Sylvie Millstein launches hot new line, Hellessy

Lined up in a panel of windows across Sylvie Millstein’s sprawling floor-through Soho apartment are key pieces from her fledgling sportswear line, Hellessy.

The racks hold dozens of cleanly cut separates in a mostly neutral palette — black, creams and pinky beiges, with only a few patterned pieces.

The line, celebrating its second year come November, is essential chic — a style honed during the designer’s years as a Chanel exec, but also innate to the half-Japanese, Paris-born Millstein.

Hellessy Fall Winter 2014. Designer Sylvie Millstein pictured above.

“I was obsessed with working for Chanel.
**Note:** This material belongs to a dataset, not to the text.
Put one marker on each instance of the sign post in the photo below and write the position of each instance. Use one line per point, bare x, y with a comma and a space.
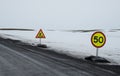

And I knew the safest way to enter a big house like Chanel was to get the best diploma you can,” says Millstein, 40, dressed for a weekday afternoon in her own designs, her long blond hair flowing over a sleeveless black top paired with leather pants and wedges that vault her tiny frame another five inches.

“So I went to business school and studied economics and marketing,” she says.

After finishing at Hautes Études Commerciales de Paris (think Wharton, en français) in 1996, she worked for Givenchy while Alexander McQueen was still designing for the house.

Then on to Chanel, where she worked for nine years, eventually as the head marketer in Japan. She met her husband, financier Lee Millstein, in Tokyo, and in 2006 the couple moved to New York, where they proceeded to have two kids.

Family life inspired her fashion endeavor: Hellessy is named for her two sons, Hendrix and Lennox.

“My husband didn’t make the cut!” laughs Millstein.

She says her designs are made for a busy woman like herself, who needs to get from school pickup to a dinner party in one fell swoop of a killer outfit.

Hellessy Fall Winter 2014

That could mean an ultraskinny leather jacket, a knee-length tunic over pants or a blouse vented up to the midback.

The sleek separates are of a feather with the simplicity of Stella McCartney or Phoebe Philo for Céline, but Hellessy’s coup de vogue is knitwear, which luxury department stores such as Barneys and Harrods stock and sell in piles.

One of her standout fall pieces is a sweater jacket made from what seems like pounds of cashmere. Straightforward elegance is fitting for a designer who says her singular pet fashion peeve is being a fashion victim — “c’est le faux pas,” she says.

Knowing yourself, explains Millstein, is the most important step to looking good.

“Don’t try to force anything, don’t force yourself to explore something that doesn’t work for you,” she advises. “Find your own style.”